意気地《いくじ》なしと言われても、弱虫とあざけられても仕方がない。ともかくも目的の通りに金の才覚ができた以上は、早くこれを橋場へ届けて妹に安心させてやろうと思った。妹もおれのためには随分苦労している。せめてこういう時には兄甲斐《あにがい》のあるようにしてやらなければならないと、彼は妹が可愛さに一時の不平を抑えて、すぐに橋場の奉公さきへ急いで行った。
十四
三月になって絹糸のような雨が二、三日ふりつづいた。馬喰町の佐野屋の二階から見おろすと、隣りの狭い庭に一本の桃の花が真っ紅《か》に濡れて見えた。
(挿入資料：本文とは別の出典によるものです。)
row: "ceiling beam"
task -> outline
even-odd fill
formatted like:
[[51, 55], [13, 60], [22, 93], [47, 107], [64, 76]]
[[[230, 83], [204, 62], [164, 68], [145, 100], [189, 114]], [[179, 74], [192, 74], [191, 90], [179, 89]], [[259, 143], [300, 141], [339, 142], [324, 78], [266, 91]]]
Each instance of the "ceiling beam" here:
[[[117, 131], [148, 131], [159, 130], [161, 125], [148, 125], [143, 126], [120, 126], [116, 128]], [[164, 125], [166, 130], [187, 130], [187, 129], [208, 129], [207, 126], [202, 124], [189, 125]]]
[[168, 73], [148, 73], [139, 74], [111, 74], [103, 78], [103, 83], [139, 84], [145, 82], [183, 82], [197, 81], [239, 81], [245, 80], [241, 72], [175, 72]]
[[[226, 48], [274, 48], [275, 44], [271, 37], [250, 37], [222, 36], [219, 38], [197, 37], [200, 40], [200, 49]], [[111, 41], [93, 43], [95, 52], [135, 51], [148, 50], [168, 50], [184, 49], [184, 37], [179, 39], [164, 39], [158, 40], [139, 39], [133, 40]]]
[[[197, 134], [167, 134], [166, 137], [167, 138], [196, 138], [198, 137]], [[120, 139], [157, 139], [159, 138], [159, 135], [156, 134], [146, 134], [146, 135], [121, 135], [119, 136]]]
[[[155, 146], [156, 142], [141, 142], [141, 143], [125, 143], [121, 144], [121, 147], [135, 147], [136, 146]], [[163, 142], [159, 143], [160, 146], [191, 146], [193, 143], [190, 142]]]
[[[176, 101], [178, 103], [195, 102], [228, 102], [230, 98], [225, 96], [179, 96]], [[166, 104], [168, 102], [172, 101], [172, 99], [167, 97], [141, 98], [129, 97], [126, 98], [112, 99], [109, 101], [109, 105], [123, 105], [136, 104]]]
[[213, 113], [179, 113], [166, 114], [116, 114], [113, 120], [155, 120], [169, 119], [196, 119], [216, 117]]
どこかで稽古三味線《けいこじゃみせん》の音が沈んできこえた。なま暖かいひと間の空気に倦《う》んで、次郎左衛門は障子を少しあけていたが、やがて又ぴっしゃりと閉め切って古びた手あぶりの前に坐って、小さい鉄瓶の口から軽く噴く湯煙りのゆくえを見つめていた。